As far as the Garden Route is concerned, the leisure market is slowly showing signs of revitalising after a period of low demand and there are currently good buys available, which will provide capital growth in the longer term, particularly at St Francis Links and Plettenberg Bay. High end homes in Knysna continue to enjoy high appeal while other towns and hamlets such as George, Sedgefield, Mossel Bay, Witsand and Riversdale with its scenic farms, are attracting buyers aspiring to a better quality lifestyle, or looking to retire to the coast.

Central or Inland regions, KwaZulu-Natal and Eastern Cape

In the other regions of the country, namely the central or inland regions, and in KwaZulu-Natal and the Eastern Cape, we have seen an improvement at the top end of the market, as well as an increase in high end sales in Mpumalanga and a continued demand for homes in Grahamstown. We have noted that sales in all these regions, including the Garden Route, have moved up in price bands from a very low level, including the R2 million to R5 million price range.

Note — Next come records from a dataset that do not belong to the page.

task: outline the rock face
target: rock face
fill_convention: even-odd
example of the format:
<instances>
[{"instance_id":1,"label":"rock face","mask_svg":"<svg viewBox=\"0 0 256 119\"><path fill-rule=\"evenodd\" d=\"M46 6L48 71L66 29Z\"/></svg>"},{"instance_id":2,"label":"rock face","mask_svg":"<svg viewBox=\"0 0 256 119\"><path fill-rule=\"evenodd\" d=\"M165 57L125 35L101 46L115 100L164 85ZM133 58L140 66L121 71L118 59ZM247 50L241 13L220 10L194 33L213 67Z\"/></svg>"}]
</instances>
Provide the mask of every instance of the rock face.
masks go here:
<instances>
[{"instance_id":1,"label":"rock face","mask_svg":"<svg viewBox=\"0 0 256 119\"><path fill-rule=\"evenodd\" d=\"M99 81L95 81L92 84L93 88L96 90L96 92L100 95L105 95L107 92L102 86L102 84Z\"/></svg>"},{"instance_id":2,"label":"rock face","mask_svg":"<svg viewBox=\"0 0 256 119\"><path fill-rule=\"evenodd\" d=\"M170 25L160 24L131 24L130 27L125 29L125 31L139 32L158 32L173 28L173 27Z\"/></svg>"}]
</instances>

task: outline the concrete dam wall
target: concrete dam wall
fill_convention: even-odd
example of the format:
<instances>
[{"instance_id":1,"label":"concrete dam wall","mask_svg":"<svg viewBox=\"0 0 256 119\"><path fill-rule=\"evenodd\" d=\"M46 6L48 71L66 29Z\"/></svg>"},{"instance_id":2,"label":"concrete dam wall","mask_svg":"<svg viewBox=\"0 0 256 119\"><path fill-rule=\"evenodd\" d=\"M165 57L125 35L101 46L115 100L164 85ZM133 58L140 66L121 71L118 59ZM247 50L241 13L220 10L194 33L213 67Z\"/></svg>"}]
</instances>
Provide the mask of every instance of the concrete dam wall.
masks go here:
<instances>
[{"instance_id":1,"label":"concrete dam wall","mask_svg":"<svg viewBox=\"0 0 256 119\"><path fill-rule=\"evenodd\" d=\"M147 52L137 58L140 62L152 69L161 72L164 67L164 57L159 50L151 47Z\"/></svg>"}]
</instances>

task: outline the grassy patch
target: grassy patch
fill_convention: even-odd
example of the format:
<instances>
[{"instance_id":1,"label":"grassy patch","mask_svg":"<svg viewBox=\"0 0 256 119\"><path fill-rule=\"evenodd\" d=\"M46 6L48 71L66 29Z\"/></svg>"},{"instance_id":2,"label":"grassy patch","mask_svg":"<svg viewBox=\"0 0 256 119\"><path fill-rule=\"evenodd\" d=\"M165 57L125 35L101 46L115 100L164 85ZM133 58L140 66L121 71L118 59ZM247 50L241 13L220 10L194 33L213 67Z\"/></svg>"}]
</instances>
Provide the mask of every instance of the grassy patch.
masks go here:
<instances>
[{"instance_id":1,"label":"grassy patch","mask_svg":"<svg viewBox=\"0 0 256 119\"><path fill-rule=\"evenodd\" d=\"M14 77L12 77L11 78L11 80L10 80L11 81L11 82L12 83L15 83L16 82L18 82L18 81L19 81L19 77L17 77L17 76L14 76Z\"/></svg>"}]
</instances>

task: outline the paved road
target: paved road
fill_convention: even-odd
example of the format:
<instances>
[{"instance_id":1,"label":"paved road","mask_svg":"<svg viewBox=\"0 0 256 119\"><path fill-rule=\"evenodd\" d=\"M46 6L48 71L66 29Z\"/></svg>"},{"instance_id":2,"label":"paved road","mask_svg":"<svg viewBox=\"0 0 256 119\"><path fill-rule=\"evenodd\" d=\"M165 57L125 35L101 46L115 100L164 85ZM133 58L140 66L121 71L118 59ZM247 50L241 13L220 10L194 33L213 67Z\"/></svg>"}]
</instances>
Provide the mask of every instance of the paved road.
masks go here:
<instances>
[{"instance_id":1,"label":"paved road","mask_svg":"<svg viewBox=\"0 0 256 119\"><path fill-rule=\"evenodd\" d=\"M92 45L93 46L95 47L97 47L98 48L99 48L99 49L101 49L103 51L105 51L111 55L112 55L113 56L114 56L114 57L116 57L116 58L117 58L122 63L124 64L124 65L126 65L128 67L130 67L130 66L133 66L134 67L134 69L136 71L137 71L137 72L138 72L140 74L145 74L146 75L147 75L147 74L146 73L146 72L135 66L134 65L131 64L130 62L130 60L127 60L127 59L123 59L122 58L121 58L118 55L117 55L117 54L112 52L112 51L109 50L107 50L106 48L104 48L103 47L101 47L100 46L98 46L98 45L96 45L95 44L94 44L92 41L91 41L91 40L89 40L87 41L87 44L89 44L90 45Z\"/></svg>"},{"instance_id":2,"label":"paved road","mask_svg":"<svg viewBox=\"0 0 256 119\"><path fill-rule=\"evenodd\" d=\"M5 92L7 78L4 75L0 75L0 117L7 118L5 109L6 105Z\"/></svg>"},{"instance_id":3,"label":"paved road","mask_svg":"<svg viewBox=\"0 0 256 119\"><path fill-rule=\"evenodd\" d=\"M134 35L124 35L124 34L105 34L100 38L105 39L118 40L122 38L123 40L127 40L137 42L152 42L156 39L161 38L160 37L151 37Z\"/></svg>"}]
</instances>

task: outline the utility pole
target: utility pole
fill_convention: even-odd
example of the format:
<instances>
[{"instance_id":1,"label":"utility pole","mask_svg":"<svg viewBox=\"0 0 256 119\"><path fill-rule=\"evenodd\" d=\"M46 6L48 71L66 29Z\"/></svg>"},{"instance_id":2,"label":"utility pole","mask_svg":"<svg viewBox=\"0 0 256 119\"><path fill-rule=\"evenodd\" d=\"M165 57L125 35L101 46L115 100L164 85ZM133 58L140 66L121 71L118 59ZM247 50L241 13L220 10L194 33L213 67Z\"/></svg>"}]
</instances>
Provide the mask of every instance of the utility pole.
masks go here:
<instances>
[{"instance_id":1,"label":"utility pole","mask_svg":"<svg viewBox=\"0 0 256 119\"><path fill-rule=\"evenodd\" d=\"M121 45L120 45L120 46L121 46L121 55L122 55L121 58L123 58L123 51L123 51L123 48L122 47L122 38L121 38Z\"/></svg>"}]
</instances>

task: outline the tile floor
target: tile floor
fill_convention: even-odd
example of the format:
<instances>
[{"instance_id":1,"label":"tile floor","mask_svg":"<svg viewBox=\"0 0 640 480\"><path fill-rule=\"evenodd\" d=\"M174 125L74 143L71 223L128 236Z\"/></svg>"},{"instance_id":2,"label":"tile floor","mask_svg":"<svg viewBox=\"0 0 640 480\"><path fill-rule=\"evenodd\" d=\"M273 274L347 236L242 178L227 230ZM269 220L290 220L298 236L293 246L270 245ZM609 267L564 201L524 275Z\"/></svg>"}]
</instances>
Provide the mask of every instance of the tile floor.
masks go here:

An area, which surely currently offers outstanding value for money, is the KwaZulu-Natal South coast, while the key growth corridor north of Durban continues to benefit from increased business activity and lifestyle demand from homebuyers. Other hotspots as possible investment considerations include the greater Durban area, Nelspruit and East London, which are showing a high level of demand, particularly where there is a strong industrial focus which results in a migration of skills and opportunity to boost demand for housing. Finally, we are also seeing a re-emergence of interest in lifestyle properties, many of which are farms, in areas such as Clarens, Dullstroom, Bethlehem and Riversdale.

About Dr Andrew Golding

Dr Andrew Golding is CE of the Pam Golding Property Group.